Ia juga menjelaskan agar masyarakat untuk memastikan buku-buku tersebut adalah buku-buku yang memang bebas diakses. Saat ada penawaran-penawaran buku gratis, pastikan untuk memperhatikan terlebih dulu, apakah buku tersebut sudah menjadi public domain atau buku itu memang boleh dibagikan secara gratis seperti buku-buku yang tergabung di dalam creative commons sepanjang tidak merubah nama pencipta ataupun isinya.
"Artinya untuk menghargai pencipta buku atau pemegang hak, kita tentunya harus memiliki komitmen untuk mendapatkan buku-buku yang secara legal," imbaunya.
Dalam penegakan hukum, dalam hal ini harus ada keaktifan dari pencipta maupun penerbit untuk melaporkan kepada pihak yang berwenang atau pihak berwajib bila mendapati pelanggaran hak cipta. Aduan tersebut bisa disampaikan kepada DJKI KemenkumHAM melalui Direktorat Penyidikan dan Penyelesaian Sengketa KI ataupun pihak Kepolisian RI. Dengan membeli buku yang legal, berarti masyarakat turut mendukung para pencipta untuk terus berkarya, terlebih di saat keadaan krisis seperti ini.
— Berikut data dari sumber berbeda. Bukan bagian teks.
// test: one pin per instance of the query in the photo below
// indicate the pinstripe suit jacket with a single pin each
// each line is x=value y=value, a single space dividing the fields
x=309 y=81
Namun, beberapa seniman dan penulis ada yang telah memberikan izin agar karya mereka dapat digunakan secara gratis, seperti halnya penulis J.K Rowling. Ia telah mengizinkan guru untuk menggunakan audio book Harry Potter untuk didengarkan secara gratis sampai Juli 2020. Sementara itu, beberapa artis Indonesia dan luar negeri ada juga yang telah melakukan konser dari rumah untuk menggalang donasi atau sekadar hiburan bagi masyarakat yang membutuhkan.